Italy is home to more than 5 million expats. For many of them the priority is to send international money transfer to support their families back in their home countries. A clear understanding of the prevailing tax regime can help maximize remittances. Here are some general ideas that can help cut through some of the confusion regarding Italian taxation laws and help migrant workers save taxes while ensuring compliance.
Italy’s basic tax structure
Italy’s personal income tax regime consists of 3 types of taxes – national, regional, and municipal. Expatriate professionals living in Italy for more than 183 days of the year are liable to pay all 3. Foreigners who have been in Italy for less than 183 days only pay taxes on what they earn in the country.
Nonresident employees with no sources of income other than formal employment need not file tax returns. This is because under Italian law the employers withhold taxes at the source. June 30 is the last date to clear all tax-related dues with The Italian Revenue Agency. This office also allows the clearing of dues in the month of July with a late filing surcharge of 0.4% on the payable tax.
National, regional, and municipal taxes
Italy’s National Income Tax takes into account a person’s entire income earned in Italy. This includes income from business, capital gains, pensions, employment, and freelancing. Anyone who earns an income of EUR 15,000 or more annually must pay tax. The National Income Tax rate is progressive, and increases with one’s income. Currently it ranges between 23% and 43%.
Depending on their region of residence in Italy migrant workers must pay Regional Income Tax. This can range from 1.23%-3.33% of the taxable income. In addition there is also the Municipal Income Tax, which is based on the municipality of residence. It ranges from 0%-0.8%. The tax rates are occasionally updated. The newest information is available on the Italian Government’s Fiscal Information website.
Other taxes
Expats in Italy do buy and sell real estate, stocks, and various investment instruments. These transactions attract a capital gains tax at 26% of any profits generated. Foreign nationals also have to pay a remittance tax of 1.5% to the government on every transaction, whenever they transfer money to any country outside the European Union. This applies to remittances sent via popular services such as the Ria Money Transfer App.
Double taxation
A nonresident citizen may have to pay taxes in both his host country and home country. There are certain provisions in Italian law to avoid the unreasonable burden of double taxation. Italy has bilateral agreements with several countries to prevent this. The list currently has 90 countries on it, including the US, India, and the Philippines. Migrants can easily check the availability of a double taxation treaty between Italy and their home countries by visiting the Italian government’s official finance portal.

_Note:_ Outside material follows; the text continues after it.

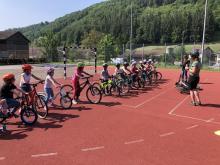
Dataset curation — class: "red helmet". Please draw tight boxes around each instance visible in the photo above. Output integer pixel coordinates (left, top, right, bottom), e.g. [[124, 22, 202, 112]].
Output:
[[2, 73, 15, 81], [22, 64, 33, 70]]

To apply for a tax exemption under a double taxation treaty a foreign national must apply with the necessary information to the Italian Revenue Agency. Double taxation no longer applies after an expat acquires full Italian citizenship.
Relocation incentives
In May 2019 Italy passed a bill widening the scope of its special tax regime for expats. Prior to this the law extended tax exemptions only to professionals and executives, and capped the exemption rate at 50%. A new amendment has increased the exemption rate to 70%. It also makes all foreign employees and workers eligible for tax exemptions for the first five years after relocating to Italy. Migrant workers who have been living in Italy for two years and commit to living there for at least two more years can also apply for exemptions.
Expats can further minimize their tax burden to just 10% of their taxable income for the first five years. This would mean 90% of their income will be untaxed. To enjoy this benefit they must transfer their residence to Southern Italy, Sicilia, or Sardinia.
Other tax breaks and deductions
The Italian Revenue Agency provides many provisions for minimizing taxes. Expats working in junior positions and earning less than EUR 8,000 per year are not liable to pay any income tax.
Having dependent family members also makes one eligible for tax breaks. Expats living with dependent spouses can ask for a tax deduction of EUR 800 every year. As the income of the dependent spouse increases these deductions progressively decline to zero.
Expats with children also get tax breaks. The basic deduction starts at EUR 950 per child annually. This can increase or decrease depending on the number of children and the total household income.